Never, so James told her, since her Grandmother Ballinger's reign, had there been such life and movement in the old house. All Mrs. Groome's intimate friends and many of Alexina's came to it, some to make kindly inquiries, others to beg them to leave the city, many to gossip and exchange experiences of that fateful morning; a few from Rincon Hill and the old ladies' fashionable boarding-house district to claim shelter until they could make their way to relatives out of town.

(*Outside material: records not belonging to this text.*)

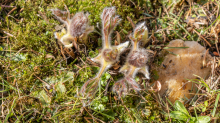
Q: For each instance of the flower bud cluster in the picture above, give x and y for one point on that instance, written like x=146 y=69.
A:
x=109 y=54
x=77 y=27
x=136 y=62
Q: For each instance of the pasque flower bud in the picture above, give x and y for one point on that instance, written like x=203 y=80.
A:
x=77 y=27
x=109 y=54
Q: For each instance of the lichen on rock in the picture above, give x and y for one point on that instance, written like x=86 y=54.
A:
x=176 y=70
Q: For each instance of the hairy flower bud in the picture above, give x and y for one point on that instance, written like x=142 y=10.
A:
x=138 y=58
x=140 y=33
x=110 y=55
x=77 y=27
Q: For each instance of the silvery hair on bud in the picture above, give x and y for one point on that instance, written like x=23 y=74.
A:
x=108 y=14
x=78 y=24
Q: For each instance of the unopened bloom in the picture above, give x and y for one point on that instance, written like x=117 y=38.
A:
x=78 y=26
x=136 y=61
x=109 y=54
x=138 y=57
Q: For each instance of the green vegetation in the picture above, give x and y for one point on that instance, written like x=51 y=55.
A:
x=40 y=81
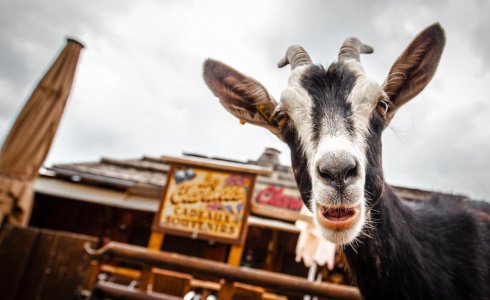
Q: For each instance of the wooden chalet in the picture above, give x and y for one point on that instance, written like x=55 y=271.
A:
x=116 y=205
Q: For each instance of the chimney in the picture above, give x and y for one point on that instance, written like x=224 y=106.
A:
x=269 y=158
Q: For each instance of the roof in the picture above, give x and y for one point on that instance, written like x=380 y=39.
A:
x=146 y=176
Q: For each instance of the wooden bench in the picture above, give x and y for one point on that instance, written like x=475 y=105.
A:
x=277 y=283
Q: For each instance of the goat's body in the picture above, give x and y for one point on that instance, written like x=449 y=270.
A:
x=438 y=249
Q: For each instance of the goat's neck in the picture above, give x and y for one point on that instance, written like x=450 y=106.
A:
x=389 y=244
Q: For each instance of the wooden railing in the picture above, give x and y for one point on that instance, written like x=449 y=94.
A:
x=281 y=283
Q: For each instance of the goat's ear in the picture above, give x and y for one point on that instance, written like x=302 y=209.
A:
x=415 y=67
x=241 y=95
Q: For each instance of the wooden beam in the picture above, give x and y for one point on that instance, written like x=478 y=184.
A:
x=284 y=284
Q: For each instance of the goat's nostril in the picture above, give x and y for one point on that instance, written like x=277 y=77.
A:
x=329 y=177
x=351 y=174
x=338 y=173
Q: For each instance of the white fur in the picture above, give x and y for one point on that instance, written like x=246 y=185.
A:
x=297 y=103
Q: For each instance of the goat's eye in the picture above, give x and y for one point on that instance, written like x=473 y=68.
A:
x=383 y=106
x=281 y=118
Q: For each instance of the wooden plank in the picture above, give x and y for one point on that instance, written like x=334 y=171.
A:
x=39 y=269
x=216 y=164
x=235 y=256
x=15 y=248
x=282 y=283
x=156 y=240
x=68 y=266
x=121 y=291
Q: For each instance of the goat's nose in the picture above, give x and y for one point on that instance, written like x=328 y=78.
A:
x=338 y=170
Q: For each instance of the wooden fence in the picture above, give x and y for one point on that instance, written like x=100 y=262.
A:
x=41 y=264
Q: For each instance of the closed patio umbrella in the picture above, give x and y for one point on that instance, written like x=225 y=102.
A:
x=29 y=140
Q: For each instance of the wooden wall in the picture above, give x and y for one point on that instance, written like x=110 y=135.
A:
x=41 y=264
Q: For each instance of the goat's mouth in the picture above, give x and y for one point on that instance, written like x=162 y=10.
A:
x=338 y=217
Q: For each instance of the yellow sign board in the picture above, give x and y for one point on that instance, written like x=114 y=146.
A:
x=205 y=203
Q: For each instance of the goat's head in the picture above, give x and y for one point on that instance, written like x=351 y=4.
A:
x=332 y=120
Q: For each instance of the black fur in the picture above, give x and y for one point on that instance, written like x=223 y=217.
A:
x=437 y=249
x=329 y=90
x=299 y=163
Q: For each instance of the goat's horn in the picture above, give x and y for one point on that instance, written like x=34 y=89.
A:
x=352 y=48
x=295 y=56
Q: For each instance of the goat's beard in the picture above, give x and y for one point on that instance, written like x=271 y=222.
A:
x=352 y=198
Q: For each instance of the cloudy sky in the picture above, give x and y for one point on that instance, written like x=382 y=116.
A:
x=139 y=90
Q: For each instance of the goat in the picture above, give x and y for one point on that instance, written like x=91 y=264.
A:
x=332 y=120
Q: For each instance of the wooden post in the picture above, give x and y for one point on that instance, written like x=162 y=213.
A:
x=92 y=273
x=235 y=256
x=156 y=240
x=226 y=290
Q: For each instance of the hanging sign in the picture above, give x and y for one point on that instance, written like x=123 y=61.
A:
x=206 y=200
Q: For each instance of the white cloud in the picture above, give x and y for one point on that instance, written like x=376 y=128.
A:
x=139 y=89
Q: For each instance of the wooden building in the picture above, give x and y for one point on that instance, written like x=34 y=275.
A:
x=116 y=200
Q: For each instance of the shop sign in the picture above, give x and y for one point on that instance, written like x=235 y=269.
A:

Mrs. Groome welcomed her friends not only with the more spontaneous hospitality of an older time but in that spirit of brotherhood that every disaster seems to release, however temporarily. Brotherhood is unquestionably an instinct of the soul, an inheritance from that sunrise era when mutual interdependence was as imperative as it was automatic. The complexities of civilization have overlaid it, and almost but not wholly replaced it by national and individual selfishness. But the world as yet is only about one-third civilized. Centuries hence a unified civilization may complete the circle, but human nature and progress must act and react a thousand times before the earthly millenium; and it cannot be hastened by dreamers and fanatics.

All Mrs. Groome's spare rooms were placed at the service of her friends, and cots were bought in the humble Fillmore Street shops and put up in the billiard room, the double parlors, the library and the upper hall. Some forty people would sleep under the old Ballinger roof that night—dynamite permitting. Mrs. Groome was firm in her determination not to flee, and as James and Mike were there to watch, she had graciously given a number of the gloomy refugees from the lower regions permission to camp in the outhouses and grounds.